By de-privatising the natural environment away from the absolute minority who claim to own the vast extent of it by right of the violent exclusion of the majority in times past, we could finally build a truly egalitarian, pluralist democracy in which wealth inequality cannot be used to entrench hereditary advantage to a minority. Instead it would ensure equality of opportunity and enhanced freedoms of choice to all to reject a gerrymandered employment market in which the system as it stands permits the few, who effectively own that system, to set who gets to work and when in work, the hours and rates to be paid for the labour of the very, very many. Think zero hours, minimum wage contracts as the norm the corporatists desire.

Since the revenue providing assets would be in the shared ownership of all the people via the common good agency then, by definition, all citizens become landowners.

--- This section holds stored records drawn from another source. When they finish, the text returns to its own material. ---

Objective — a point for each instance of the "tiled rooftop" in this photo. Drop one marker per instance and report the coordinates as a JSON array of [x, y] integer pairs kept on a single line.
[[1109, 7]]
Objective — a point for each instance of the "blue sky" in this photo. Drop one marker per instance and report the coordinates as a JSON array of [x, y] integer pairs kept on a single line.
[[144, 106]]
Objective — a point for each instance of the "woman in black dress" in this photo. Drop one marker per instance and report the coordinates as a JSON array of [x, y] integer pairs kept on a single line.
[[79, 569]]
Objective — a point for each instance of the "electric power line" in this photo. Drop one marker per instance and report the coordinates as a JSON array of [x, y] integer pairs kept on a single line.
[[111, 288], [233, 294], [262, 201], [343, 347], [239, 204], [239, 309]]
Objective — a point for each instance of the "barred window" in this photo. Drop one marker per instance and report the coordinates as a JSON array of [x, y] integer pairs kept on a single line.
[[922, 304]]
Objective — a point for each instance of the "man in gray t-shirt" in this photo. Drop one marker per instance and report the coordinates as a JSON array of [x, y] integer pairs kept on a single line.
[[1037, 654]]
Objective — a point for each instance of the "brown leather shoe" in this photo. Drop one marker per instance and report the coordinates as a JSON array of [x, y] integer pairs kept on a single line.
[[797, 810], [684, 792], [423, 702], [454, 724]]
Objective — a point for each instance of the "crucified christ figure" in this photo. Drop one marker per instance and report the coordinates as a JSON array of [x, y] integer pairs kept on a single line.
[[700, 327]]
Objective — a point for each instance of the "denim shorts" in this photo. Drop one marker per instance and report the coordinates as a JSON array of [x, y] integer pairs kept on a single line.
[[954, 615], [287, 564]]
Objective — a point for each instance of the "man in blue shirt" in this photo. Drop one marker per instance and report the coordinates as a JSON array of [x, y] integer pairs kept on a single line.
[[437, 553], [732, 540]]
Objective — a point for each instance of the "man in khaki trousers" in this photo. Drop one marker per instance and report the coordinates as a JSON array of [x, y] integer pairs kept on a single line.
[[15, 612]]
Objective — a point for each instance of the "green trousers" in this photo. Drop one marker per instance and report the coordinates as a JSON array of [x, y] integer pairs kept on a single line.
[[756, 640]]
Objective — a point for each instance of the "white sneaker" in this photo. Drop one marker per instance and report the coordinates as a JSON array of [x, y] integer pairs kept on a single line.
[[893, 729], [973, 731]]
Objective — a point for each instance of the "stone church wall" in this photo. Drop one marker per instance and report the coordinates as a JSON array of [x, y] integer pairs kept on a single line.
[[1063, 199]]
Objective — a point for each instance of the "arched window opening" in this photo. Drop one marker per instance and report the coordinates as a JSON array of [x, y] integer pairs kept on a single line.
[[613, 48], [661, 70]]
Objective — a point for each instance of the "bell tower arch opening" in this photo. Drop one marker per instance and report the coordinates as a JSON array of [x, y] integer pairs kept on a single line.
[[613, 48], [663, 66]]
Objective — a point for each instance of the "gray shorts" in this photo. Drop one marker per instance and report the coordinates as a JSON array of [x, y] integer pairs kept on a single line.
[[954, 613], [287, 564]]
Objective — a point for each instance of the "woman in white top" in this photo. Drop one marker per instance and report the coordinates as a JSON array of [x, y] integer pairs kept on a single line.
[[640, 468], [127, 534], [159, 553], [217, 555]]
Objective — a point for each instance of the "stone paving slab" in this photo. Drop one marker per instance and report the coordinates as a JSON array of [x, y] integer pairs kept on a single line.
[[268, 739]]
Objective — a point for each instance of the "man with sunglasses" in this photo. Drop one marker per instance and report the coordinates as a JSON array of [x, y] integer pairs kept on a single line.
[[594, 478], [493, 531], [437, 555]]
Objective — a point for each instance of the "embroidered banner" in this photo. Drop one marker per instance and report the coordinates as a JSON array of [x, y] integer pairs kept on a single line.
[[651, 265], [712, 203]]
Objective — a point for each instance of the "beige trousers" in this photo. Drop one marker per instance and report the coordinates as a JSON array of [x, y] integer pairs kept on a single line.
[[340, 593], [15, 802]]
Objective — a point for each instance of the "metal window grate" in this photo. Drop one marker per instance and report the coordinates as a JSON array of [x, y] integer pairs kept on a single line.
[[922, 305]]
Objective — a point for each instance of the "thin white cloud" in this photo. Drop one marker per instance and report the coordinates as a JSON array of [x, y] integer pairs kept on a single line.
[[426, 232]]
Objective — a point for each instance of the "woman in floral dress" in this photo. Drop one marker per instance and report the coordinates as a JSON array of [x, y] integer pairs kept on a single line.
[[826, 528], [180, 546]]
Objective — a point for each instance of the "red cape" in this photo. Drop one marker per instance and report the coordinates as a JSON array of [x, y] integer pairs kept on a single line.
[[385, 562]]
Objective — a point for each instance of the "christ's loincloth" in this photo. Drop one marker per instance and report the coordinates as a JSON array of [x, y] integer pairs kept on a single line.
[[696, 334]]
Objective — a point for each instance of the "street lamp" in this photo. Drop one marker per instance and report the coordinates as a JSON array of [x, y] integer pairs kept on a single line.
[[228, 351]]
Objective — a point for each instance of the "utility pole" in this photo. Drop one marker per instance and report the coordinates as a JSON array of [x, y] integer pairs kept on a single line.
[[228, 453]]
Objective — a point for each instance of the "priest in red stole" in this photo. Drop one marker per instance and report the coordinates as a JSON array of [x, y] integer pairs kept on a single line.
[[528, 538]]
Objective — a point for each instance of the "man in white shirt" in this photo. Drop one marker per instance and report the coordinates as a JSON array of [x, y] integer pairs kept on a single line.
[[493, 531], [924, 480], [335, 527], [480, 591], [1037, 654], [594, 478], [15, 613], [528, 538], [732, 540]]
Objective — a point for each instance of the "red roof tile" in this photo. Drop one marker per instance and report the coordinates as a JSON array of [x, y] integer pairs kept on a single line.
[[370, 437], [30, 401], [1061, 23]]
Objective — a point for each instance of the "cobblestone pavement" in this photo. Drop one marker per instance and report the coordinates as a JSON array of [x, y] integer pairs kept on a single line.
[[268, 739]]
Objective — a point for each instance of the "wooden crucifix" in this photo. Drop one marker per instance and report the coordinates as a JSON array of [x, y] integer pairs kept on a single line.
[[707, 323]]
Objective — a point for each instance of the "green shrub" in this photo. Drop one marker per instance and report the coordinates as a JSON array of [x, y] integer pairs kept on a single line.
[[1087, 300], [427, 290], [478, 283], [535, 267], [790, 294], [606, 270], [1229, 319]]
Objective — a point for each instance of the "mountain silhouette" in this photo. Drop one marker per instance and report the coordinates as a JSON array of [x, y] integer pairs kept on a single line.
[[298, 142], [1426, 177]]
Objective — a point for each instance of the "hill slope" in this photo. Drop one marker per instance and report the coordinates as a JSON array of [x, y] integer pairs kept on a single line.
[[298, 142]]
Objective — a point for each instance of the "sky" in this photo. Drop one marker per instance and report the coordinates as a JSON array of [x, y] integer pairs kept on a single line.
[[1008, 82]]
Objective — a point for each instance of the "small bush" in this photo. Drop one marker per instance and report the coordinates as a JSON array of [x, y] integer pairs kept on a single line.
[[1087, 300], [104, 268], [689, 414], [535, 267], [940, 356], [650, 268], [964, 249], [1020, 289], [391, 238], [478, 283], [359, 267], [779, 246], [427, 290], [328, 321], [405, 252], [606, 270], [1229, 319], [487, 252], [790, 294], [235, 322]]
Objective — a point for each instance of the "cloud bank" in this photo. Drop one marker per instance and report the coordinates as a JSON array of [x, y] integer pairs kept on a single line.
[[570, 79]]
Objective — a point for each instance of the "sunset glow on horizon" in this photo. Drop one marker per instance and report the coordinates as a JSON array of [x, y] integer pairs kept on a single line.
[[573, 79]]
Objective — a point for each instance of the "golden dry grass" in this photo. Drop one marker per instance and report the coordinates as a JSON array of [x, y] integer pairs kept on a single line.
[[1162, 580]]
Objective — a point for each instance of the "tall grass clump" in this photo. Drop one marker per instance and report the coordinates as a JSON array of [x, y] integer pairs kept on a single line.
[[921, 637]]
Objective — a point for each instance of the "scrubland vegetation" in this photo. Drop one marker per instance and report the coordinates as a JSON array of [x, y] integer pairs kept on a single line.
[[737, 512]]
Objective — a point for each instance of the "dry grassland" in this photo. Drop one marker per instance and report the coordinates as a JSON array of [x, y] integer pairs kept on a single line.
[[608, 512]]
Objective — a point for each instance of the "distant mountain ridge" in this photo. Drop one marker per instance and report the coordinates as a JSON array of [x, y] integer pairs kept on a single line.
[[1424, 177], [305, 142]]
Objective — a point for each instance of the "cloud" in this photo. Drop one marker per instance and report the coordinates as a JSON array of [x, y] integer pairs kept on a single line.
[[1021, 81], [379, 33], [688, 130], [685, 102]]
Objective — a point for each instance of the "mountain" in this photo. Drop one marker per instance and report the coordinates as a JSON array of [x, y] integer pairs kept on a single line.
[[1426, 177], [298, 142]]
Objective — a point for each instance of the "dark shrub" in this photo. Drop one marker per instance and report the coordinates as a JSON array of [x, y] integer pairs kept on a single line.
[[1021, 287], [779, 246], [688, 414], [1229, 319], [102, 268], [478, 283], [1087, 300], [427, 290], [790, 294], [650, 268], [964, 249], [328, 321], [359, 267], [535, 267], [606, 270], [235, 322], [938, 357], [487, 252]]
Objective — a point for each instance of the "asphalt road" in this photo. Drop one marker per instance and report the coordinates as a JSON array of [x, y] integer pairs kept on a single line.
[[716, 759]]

Also, by providing a basic level of constitutionally guaranteed, tax free income to each (£10,800 per annum plus pension set aside of £1,200 per annum) to provide for their own use in providing for themselves their food, clothing and shelter needs, we can each then be in a position to demand more of the value of our labour to ourselves and to negotiate more family friendly working arrangements.

These proposals allow for the abolition of employment-based National Insurance taxes and the deliberately discriminatory nature of the current means-tested benefits regime and its current political abuse by the party of privilege.

With a minor tweak to the revenues rates to be accrued on the land and buildings, we could also protect the existence of, and sustainably fund, our existing democratised health service.

The elites in politics, the administration of the state, the judiciary, the “high end” lawyers, and the rapaciously greedy in corporate commerce and banking would hate this precisely because it removes their ability to play their coercive and exploitative games with our lives.

We would be changing the rules of the game to the life betterment of the very, very many. A life worth living. A true social justice.

We would be evolving our democracy to provide a better future for ourselves, our children and our grandchildren.

We would be voting for a land income for everyone, voting that each may have a socially just life.